Les macaques rhésus qui mangent ce qu'ils veulent ont une mortalité deux fois plus élevée que ceux qui sont mis à la diète. L'effet du contrôle des calories varie selon la situation de départ, mais reste bénéfique pour la santé de ces primates.

Le régime singe va-t-il détrôner toutes les méthodes à la mode ? Une nouvelle étude publiée dans la revue Nature montre que les singes rhésus dont l'apport en calories est diminué de 30% vivent plus longtemps que ceux qui peuvent se nourrir comme ils veulent. Une étude assez proche n'avait auparavant pas montré de différence, ce qui alimente la controverse.

Ces résultats ont été tirés d'une expérience débutée en 1989 dans le Wisconsin. Deux groupes de 38 macaques rhésus ont été séparés. Tous les singes pouvaient manger ce qu'ils voulaient au début. Les premiers ont ensuite pu continuer, tandis que les autres ont été rationnés avec un tiers de calories en moins.

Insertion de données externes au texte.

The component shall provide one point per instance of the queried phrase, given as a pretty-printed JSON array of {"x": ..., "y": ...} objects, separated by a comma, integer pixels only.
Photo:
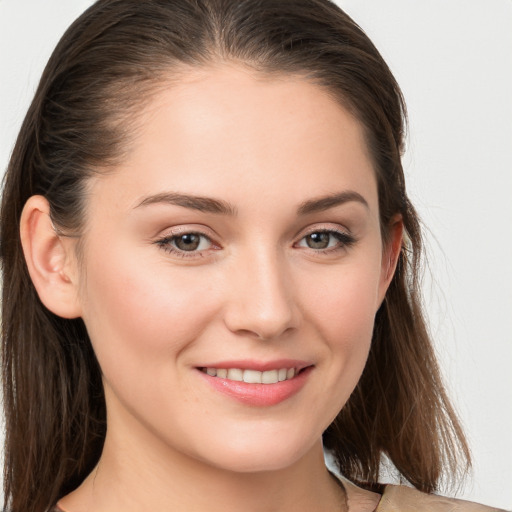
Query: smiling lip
[{"x": 255, "y": 393}]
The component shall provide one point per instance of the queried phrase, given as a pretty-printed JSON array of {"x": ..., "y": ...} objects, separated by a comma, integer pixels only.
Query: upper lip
[{"x": 261, "y": 366}]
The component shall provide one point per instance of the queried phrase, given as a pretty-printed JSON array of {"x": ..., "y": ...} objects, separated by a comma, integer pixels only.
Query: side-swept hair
[{"x": 106, "y": 65}]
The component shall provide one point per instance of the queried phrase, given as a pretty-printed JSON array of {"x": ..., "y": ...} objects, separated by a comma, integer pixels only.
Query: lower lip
[{"x": 259, "y": 395}]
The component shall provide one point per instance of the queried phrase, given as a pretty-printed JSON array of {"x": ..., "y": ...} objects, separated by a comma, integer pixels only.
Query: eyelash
[{"x": 344, "y": 240}]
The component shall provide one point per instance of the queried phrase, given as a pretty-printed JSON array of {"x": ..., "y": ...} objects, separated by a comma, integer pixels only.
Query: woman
[{"x": 216, "y": 270}]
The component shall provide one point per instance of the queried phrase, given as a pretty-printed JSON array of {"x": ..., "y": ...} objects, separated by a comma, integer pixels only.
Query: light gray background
[{"x": 453, "y": 59}]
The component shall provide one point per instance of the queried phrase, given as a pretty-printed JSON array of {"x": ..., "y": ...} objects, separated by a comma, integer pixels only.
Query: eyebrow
[
  {"x": 203, "y": 204},
  {"x": 325, "y": 203},
  {"x": 218, "y": 206}
]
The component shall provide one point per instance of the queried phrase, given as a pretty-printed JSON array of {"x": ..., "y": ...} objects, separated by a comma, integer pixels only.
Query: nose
[{"x": 262, "y": 303}]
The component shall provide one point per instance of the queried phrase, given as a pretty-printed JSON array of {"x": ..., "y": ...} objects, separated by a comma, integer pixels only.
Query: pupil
[
  {"x": 188, "y": 242},
  {"x": 318, "y": 240}
]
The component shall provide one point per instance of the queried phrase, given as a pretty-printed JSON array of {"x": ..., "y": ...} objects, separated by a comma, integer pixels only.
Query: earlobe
[
  {"x": 391, "y": 253},
  {"x": 50, "y": 259}
]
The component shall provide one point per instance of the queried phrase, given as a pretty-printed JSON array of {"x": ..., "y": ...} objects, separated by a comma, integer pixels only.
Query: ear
[
  {"x": 50, "y": 259},
  {"x": 390, "y": 254}
]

Au cours de l'étude, les scientifiques ont comparé la longévité des singes. Les résultats ont permis de constater que la mortalité des sujets qui avaient continué de manger s'est retrouvée deux fois plus élevée que celle des autres au fil des années.

Chez les souris aussi

Les chercheurs avaient déjà publié un premier papier en 2009, dont les résultats étaient moins probants. Les derniers chiffres sont à présent plus marqués car davantage de singes sont morts. De telles études avaient déjà montré un phénomène similaire chez les souris, il semblerait que la mise à la diète provoque une réaction biochimique qui aide à la survie.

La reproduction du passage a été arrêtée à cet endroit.